First of all, by having these different emails, we increased the conversion by 10%. And then afterwards, when they’re semi-active again, we have these segmented flows after 25 days, 35 and 50 days, and all the time we are making sure that they’re doing the right stuff and we can increase the engagement level. When they’re active or pre-churning, we try to get them to read a book and to trend after sign-off and three days before inactivation we have these different [inaudible]. We have all these different triggers holding onto a customer and making sure that they’re not leaving us, and if they’re not using the product, making sure that they’ll get back. Save period, after which ten days before inactivation, and then when they’re saved and then won back, we try to—our company, we’re still holding on to them.
The customers who are not paying—make sure that you have them in the loop because if you have their permission, you can communicate again and again.

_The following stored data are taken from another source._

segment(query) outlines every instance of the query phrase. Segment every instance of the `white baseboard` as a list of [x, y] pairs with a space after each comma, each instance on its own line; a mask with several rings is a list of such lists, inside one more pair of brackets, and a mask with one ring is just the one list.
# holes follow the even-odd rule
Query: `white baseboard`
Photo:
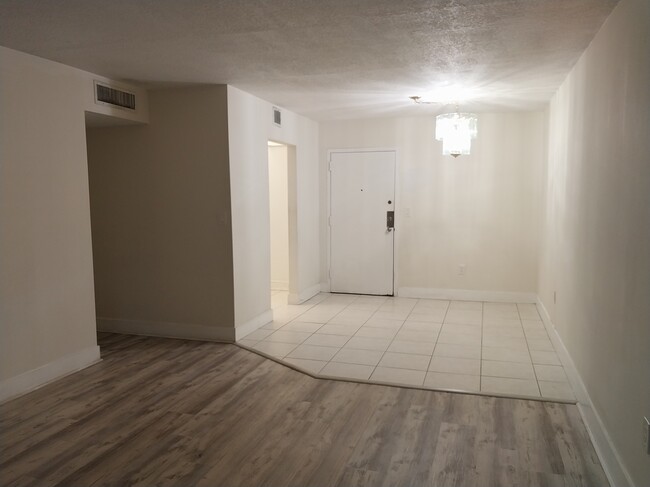
[[322, 292], [322, 293], [330, 292], [330, 283], [329, 282], [321, 282], [320, 283], [320, 292]]
[[272, 291], [288, 291], [289, 281], [271, 281]]
[[97, 329], [126, 335], [146, 335], [184, 340], [204, 340], [210, 342], [235, 341], [235, 327], [207, 326], [190, 323], [167, 323], [157, 321], [120, 320], [97, 318]]
[[467, 289], [433, 289], [424, 287], [400, 287], [401, 298], [453, 299], [456, 301], [491, 301], [501, 303], [535, 303], [535, 293], [506, 291], [472, 291]]
[[603, 466], [603, 470], [605, 470], [605, 475], [607, 475], [609, 484], [612, 487], [633, 486], [634, 482], [623, 465], [621, 457], [607, 432], [607, 428], [605, 428], [598, 411], [591, 401], [591, 397], [582, 381], [582, 377], [580, 377], [578, 369], [576, 369], [569, 351], [566, 349], [564, 342], [557, 333], [544, 303], [539, 298], [537, 298], [537, 308], [542, 317], [542, 322], [544, 323], [546, 332], [548, 333], [551, 342], [553, 342], [553, 346], [560, 357], [560, 361], [564, 366], [564, 371], [566, 372], [571, 387], [573, 388], [573, 392], [576, 395], [578, 411], [580, 411], [582, 421], [585, 423], [585, 427], [587, 428], [591, 442], [594, 445], [596, 454], [600, 459], [600, 463]]
[[0, 402], [38, 389], [100, 361], [99, 347], [87, 347], [0, 382]]
[[254, 332], [258, 328], [261, 328], [267, 323], [271, 323], [272, 321], [273, 321], [273, 311], [269, 309], [264, 313], [257, 315], [252, 320], [248, 320], [246, 323], [237, 325], [235, 327], [235, 340], [240, 340], [244, 338], [249, 333]]
[[310, 298], [313, 298], [316, 296], [319, 292], [321, 292], [321, 285], [319, 284], [314, 284], [313, 286], [308, 287], [304, 291], [301, 291], [300, 294], [293, 294], [289, 293], [289, 297], [287, 298], [287, 302], [289, 304], [301, 304], [307, 301]]

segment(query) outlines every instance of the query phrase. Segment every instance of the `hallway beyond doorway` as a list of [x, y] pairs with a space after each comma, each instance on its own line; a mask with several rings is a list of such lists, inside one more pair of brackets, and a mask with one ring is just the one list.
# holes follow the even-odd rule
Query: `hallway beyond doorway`
[[536, 305], [319, 294], [237, 343], [317, 377], [575, 402]]

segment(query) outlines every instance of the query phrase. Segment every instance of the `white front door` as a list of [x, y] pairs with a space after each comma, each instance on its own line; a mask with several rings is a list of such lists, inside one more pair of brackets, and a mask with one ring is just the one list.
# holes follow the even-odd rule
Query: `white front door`
[[392, 295], [395, 152], [332, 152], [330, 175], [330, 290]]

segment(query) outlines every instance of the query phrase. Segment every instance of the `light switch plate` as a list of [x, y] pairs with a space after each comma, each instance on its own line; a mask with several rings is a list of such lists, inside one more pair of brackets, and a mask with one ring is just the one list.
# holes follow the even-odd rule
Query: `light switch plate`
[[650, 455], [650, 420], [643, 417], [643, 447], [646, 455]]

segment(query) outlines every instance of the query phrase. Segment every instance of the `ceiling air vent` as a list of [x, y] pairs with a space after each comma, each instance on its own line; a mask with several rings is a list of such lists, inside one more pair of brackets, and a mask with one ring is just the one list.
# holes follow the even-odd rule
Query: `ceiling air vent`
[[135, 95], [95, 81], [95, 102], [100, 105], [135, 110]]
[[282, 127], [282, 112], [278, 107], [273, 107], [273, 123]]

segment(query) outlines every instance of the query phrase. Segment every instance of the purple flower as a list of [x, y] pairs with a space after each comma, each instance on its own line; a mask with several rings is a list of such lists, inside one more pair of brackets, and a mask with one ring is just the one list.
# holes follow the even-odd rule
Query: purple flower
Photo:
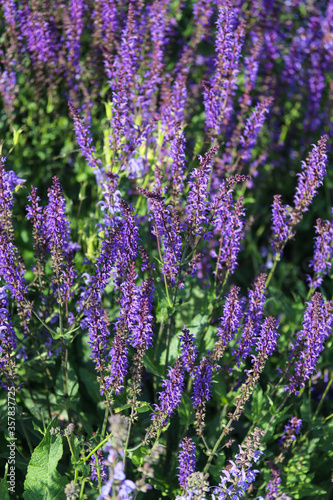
[[240, 153], [245, 161], [251, 159], [252, 149], [256, 145], [257, 136], [265, 122], [265, 114], [268, 113], [272, 102], [273, 98], [271, 97], [263, 99], [257, 104], [251, 116], [246, 120], [243, 135], [239, 138], [241, 145]]
[[119, 330], [116, 332], [110, 349], [110, 362], [107, 371], [110, 375], [105, 377], [105, 387], [119, 394], [124, 388], [124, 380], [128, 372], [128, 347], [125, 335]]
[[94, 154], [96, 153], [95, 146], [92, 146], [92, 137], [89, 131], [88, 125], [83, 123], [81, 116], [79, 115], [77, 109], [74, 105], [69, 102], [69, 112], [74, 120], [74, 131], [77, 143], [81, 149], [81, 153], [87, 160], [89, 167], [94, 170], [98, 184], [100, 185], [103, 180], [103, 170], [102, 162], [99, 159], [95, 159]]
[[279, 444], [289, 446], [292, 441], [295, 441], [296, 435], [299, 434], [302, 427], [302, 420], [297, 417], [292, 417], [288, 424], [285, 425], [282, 436], [280, 437]]
[[281, 474], [280, 469], [275, 464], [273, 464], [272, 479], [267, 483], [267, 486], [265, 488], [267, 491], [265, 500], [275, 500], [276, 498], [280, 498], [279, 496], [281, 495], [281, 493], [279, 492], [279, 486], [281, 484], [280, 474]]
[[313, 260], [309, 262], [316, 274], [314, 279], [307, 277], [310, 286], [314, 288], [322, 284], [324, 276], [332, 267], [330, 261], [333, 257], [333, 222], [317, 219], [316, 233], [318, 236], [315, 238]]
[[183, 489], [188, 486], [188, 477], [195, 471], [195, 444], [191, 438], [185, 437], [179, 444], [180, 451], [178, 453], [179, 462], [179, 484]]
[[134, 299], [134, 311], [131, 316], [129, 328], [129, 342], [140, 351], [148, 349], [153, 342], [153, 303], [154, 283], [153, 279], [147, 278], [137, 288]]
[[203, 357], [200, 365], [196, 367], [193, 381], [192, 403], [198, 408], [203, 402], [208, 401], [211, 396], [213, 367], [208, 358]]
[[59, 179], [53, 177], [48, 190], [49, 203], [44, 209], [44, 231], [47, 249], [51, 252], [53, 282], [58, 286], [58, 300], [69, 299], [75, 272], [70, 250], [70, 223], [66, 217], [65, 198]]
[[303, 329], [297, 333], [297, 339], [291, 344], [289, 359], [294, 373], [290, 376], [286, 390], [299, 394], [299, 388], [305, 387], [305, 381], [316, 370], [327, 337], [331, 334], [333, 323], [332, 303], [325, 302], [322, 294], [316, 292], [307, 303]]
[[8, 306], [6, 287], [0, 287], [0, 385], [5, 390], [15, 385], [17, 373], [13, 357], [17, 347], [17, 337]]
[[277, 326], [278, 321], [272, 316], [266, 318], [263, 322], [256, 343], [256, 351], [259, 352], [259, 354], [257, 358], [255, 356], [252, 358], [255, 370], [259, 369], [259, 366], [262, 365], [263, 359], [267, 359], [273, 354], [279, 336], [276, 330]]
[[226, 241], [221, 252], [221, 262], [225, 262], [230, 273], [233, 273], [238, 265], [237, 257], [244, 227], [244, 215], [243, 198], [240, 197], [235, 203], [230, 219], [227, 221], [225, 228]]
[[15, 297], [19, 315], [26, 321], [30, 318], [32, 305], [27, 300], [24, 274], [25, 269], [16, 247], [9, 241], [7, 233], [0, 228], [0, 277]]
[[65, 13], [64, 41], [67, 50], [67, 71], [69, 74], [69, 85], [77, 89], [77, 83], [81, 76], [81, 35], [84, 28], [84, 11], [87, 6], [84, 0], [69, 0]]
[[288, 205], [282, 205], [282, 196], [276, 194], [272, 205], [272, 222], [273, 233], [275, 242], [272, 241], [272, 246], [275, 245], [277, 251], [286, 243], [289, 236], [290, 216], [288, 212]]
[[[114, 450], [110, 450], [112, 451], [113, 453], [109, 453], [108, 457], [110, 479], [102, 486], [97, 500], [109, 499], [113, 495], [116, 495], [119, 500], [132, 500], [136, 486], [133, 481], [126, 479], [122, 457]], [[110, 458], [112, 460], [109, 460]]]
[[14, 206], [13, 192], [16, 186], [22, 184], [21, 179], [15, 172], [5, 170], [6, 158], [0, 158], [0, 228], [12, 239], [12, 209]]
[[[208, 353], [210, 354], [210, 353]], [[203, 357], [200, 365], [195, 368], [193, 391], [192, 391], [192, 404], [195, 408], [195, 427], [197, 434], [200, 436], [203, 432], [206, 402], [211, 396], [213, 365], [209, 357]]]
[[240, 288], [233, 285], [223, 307], [221, 326], [217, 328], [217, 343], [214, 347], [214, 359], [220, 359], [228, 343], [235, 337], [242, 319], [242, 301], [239, 299]]
[[163, 259], [161, 271], [168, 278], [170, 285], [175, 286], [179, 270], [178, 262], [182, 257], [182, 237], [177, 210], [165, 206], [164, 198], [158, 189], [152, 193], [141, 188], [138, 188], [138, 191], [149, 201], [149, 209], [152, 212], [149, 220], [155, 222], [152, 233], [156, 236], [158, 244], [162, 245], [164, 251], [164, 255], [160, 255]]
[[[108, 468], [105, 465], [105, 457], [103, 455], [102, 449], [100, 448], [99, 450], [97, 450], [96, 454], [97, 454], [97, 459], [98, 459], [100, 480], [102, 483], [105, 483], [105, 481], [107, 480]], [[97, 472], [95, 455], [93, 455], [91, 457], [89, 465], [90, 465], [90, 469], [91, 469], [91, 479], [93, 481], [96, 481], [96, 483], [98, 483], [98, 472]]]
[[244, 27], [237, 26], [236, 11], [229, 3], [220, 7], [216, 24], [216, 69], [204, 84], [203, 94], [207, 128], [219, 134], [233, 110], [231, 98], [237, 88]]
[[263, 454], [258, 450], [261, 435], [262, 431], [255, 428], [253, 435], [246, 438], [245, 446], [239, 446], [239, 453], [235, 455], [235, 460], [229, 460], [231, 467], [222, 470], [221, 481], [218, 487], [214, 488], [212, 496], [214, 500], [224, 500], [228, 497], [238, 500], [255, 481], [259, 471], [252, 469], [252, 462], [257, 462]]
[[218, 147], [214, 147], [205, 154], [199, 156], [200, 166], [195, 168], [189, 179], [189, 193], [187, 195], [185, 212], [187, 214], [187, 226], [193, 236], [201, 233], [209, 219], [210, 203], [208, 201], [208, 183], [212, 171], [212, 159]]
[[326, 143], [327, 136], [324, 135], [317, 146], [313, 145], [313, 150], [306, 161], [302, 162], [303, 171], [298, 174], [298, 184], [294, 197], [293, 225], [301, 220], [302, 214], [308, 210], [319, 186], [323, 183], [327, 166]]
[[238, 341], [239, 348], [234, 351], [234, 354], [237, 353], [238, 359], [246, 359], [251, 352], [252, 346], [256, 343], [264, 314], [266, 278], [266, 274], [259, 274], [253, 283], [252, 290], [249, 291], [242, 336]]
[[154, 405], [155, 411], [152, 420], [155, 427], [162, 428], [172, 413], [180, 405], [180, 400], [184, 390], [185, 377], [181, 358], [177, 358], [173, 368], [168, 369], [168, 378], [163, 380], [163, 392], [159, 392], [159, 404]]
[[190, 333], [190, 330], [187, 330], [184, 326], [181, 335], [179, 335], [179, 340], [184, 369], [192, 375], [195, 358], [198, 353], [194, 342], [194, 336]]

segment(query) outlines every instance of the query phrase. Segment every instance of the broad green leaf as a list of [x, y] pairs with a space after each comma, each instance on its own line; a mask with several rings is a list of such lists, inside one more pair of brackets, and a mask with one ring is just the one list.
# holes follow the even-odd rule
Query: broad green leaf
[[43, 440], [34, 450], [24, 482], [24, 500], [62, 500], [68, 482], [57, 471], [63, 454], [62, 437], [50, 434], [54, 419], [47, 427]]

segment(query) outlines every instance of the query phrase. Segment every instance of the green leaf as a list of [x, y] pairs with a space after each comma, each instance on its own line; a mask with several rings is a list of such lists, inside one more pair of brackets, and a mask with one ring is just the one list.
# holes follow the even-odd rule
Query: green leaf
[[182, 395], [182, 400], [178, 408], [179, 421], [181, 425], [189, 426], [192, 422], [193, 405], [187, 394]]
[[50, 434], [56, 419], [48, 425], [42, 441], [34, 450], [24, 482], [24, 500], [62, 500], [68, 482], [57, 471], [63, 454], [62, 437]]
[[9, 500], [7, 473], [8, 473], [8, 464], [6, 464], [6, 467], [5, 467], [5, 475], [0, 481], [0, 498], [1, 498], [1, 500]]

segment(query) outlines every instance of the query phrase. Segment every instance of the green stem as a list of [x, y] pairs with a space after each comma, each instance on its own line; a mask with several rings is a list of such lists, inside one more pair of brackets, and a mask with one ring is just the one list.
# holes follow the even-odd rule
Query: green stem
[[109, 415], [109, 407], [107, 406], [105, 408], [105, 413], [104, 413], [104, 421], [103, 421], [103, 427], [102, 427], [102, 438], [104, 438], [104, 436], [105, 436], [106, 425], [108, 423], [108, 415]]
[[327, 386], [326, 386], [326, 389], [325, 389], [325, 391], [324, 391], [324, 394], [323, 394], [323, 395], [322, 395], [322, 397], [320, 398], [320, 401], [319, 401], [319, 404], [318, 404], [318, 406], [317, 406], [317, 410], [316, 410], [316, 412], [315, 412], [315, 414], [314, 414], [313, 419], [315, 419], [315, 418], [317, 417], [317, 415], [318, 415], [318, 413], [319, 413], [319, 411], [320, 411], [320, 408], [322, 407], [323, 402], [325, 401], [326, 394], [327, 394], [327, 393], [328, 393], [328, 391], [330, 390], [330, 387], [331, 387], [331, 385], [332, 385], [332, 384], [333, 384], [333, 376], [332, 376], [332, 377], [331, 377], [331, 379], [329, 380], [329, 382], [328, 382], [328, 384], [327, 384]]
[[88, 480], [87, 477], [82, 478], [79, 500], [83, 500], [84, 485], [87, 480]]
[[82, 465], [84, 464], [87, 460], [89, 460], [89, 458], [94, 454], [96, 453], [97, 450], [99, 450], [99, 448], [101, 446], [103, 446], [103, 444], [107, 443], [109, 441], [109, 439], [111, 438], [112, 436], [112, 432], [110, 432], [110, 434], [108, 434], [97, 446], [95, 446], [95, 448], [89, 453], [89, 455], [87, 455], [81, 462], [78, 463], [78, 465]]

Tomas Gorrissen, CCO, Responsive
One of my friends who worked at Berlingske, he said that they had sort of an idea at Berlingske where when we give your permission to Berlingske, you will become a lifetime customer. You’re not paying all the time, but they consider you a customer anyway, so the idea of just holding on to your permission and communicate all the time instead of saying, “Okay, we lost them and now they’re out and then we have to get them back again.” Also, the customers who are not entering your company—not paying—make sure that you have them in the loop because if you have their permission, you can communicate again and again.
These are just different segments in the beginning. Persons with no log-on history, log-on but no reading, have started reading but still not truly engaged, good start we want to confirm the Mofibo concept, high engagement, promote recommendations. And then we have different emails with different content, depending on the different levels of engagement, and there are these different mails that are unmerged. Also, we have another recommendation that can say which books are—which cheap books are most likely to read from page one to the end because we can also see the [inaudible]. If we have one of the expensive books and people are only reading a part of it and then stopping, then we shouldn’t promote it to other people, of course.
In the first five weeks, we have a total of 9,000 for the first five weeks we tested, and then we concerted and the control group—people who weren’t put through this, we just gave them the app, and then they could figure out themselves. The conversion in the control group was 40% and then this group where we could target the emails and engagement, as you can see here, it was week 32-34 last year, you can see the high engagement segment is increasing and the people have disengaged are declining.